For the nine months ended September 30, 2009, the company recorded net income of $181.5 million, or $3.10 per diluted share, compared to $90.8 million, or $1.54 per diluted share for 2008. Excluding special items detailed in the reconciliation table below, net income for the first nine months in 2009 was $129.2 million, or $2.20 per diluted share, compared to $105.1 million, or $1.78 per diluted share, for the same period last year. For the nine months ended September 30, 2009, diluted earnings per share increased 101.3 percent over last year. Excluding special items, diluted earnings per share grew 23.6 percent.

Net sales for the first nine months of 2009 increased 5.0 percent to $974.7 million. Underlying sales growth was 11.4 percent, which excludes a $31.8 million negative impact from foreign exchange and $20.2 million reduction from discontinued products.

Domestic and international sales for the nine months were $415.4 million and $559.3 million, respectively.
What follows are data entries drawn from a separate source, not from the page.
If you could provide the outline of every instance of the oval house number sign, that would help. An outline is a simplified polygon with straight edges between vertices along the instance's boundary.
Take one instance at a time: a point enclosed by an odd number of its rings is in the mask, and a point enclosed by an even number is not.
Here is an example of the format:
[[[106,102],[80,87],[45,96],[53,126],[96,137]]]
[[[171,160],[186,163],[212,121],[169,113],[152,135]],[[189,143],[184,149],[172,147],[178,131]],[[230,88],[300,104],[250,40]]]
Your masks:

During the first nine months, the company repurchased 1.3 million shares of common stock for $79.6 million.

2009 Outlook

"Based on strong year-to-date results, we are increasing our full year sales guidance to between $1.305 and $1.325 billion for 2009 and we continue to expect to meet or exceed all of our previously stated financial goals," said Mussallem.

"Excluding special items, we estimate that fourth quarter 2009 diluted earnings per share will be between $0.82 and $0.86. For full year 2009, excluding special items, we are increasing the mid-point of our guidance for diluted earnings per share and our new range is $3.02 to $3.06, representing an annual growth rate of 18 to 20 percent."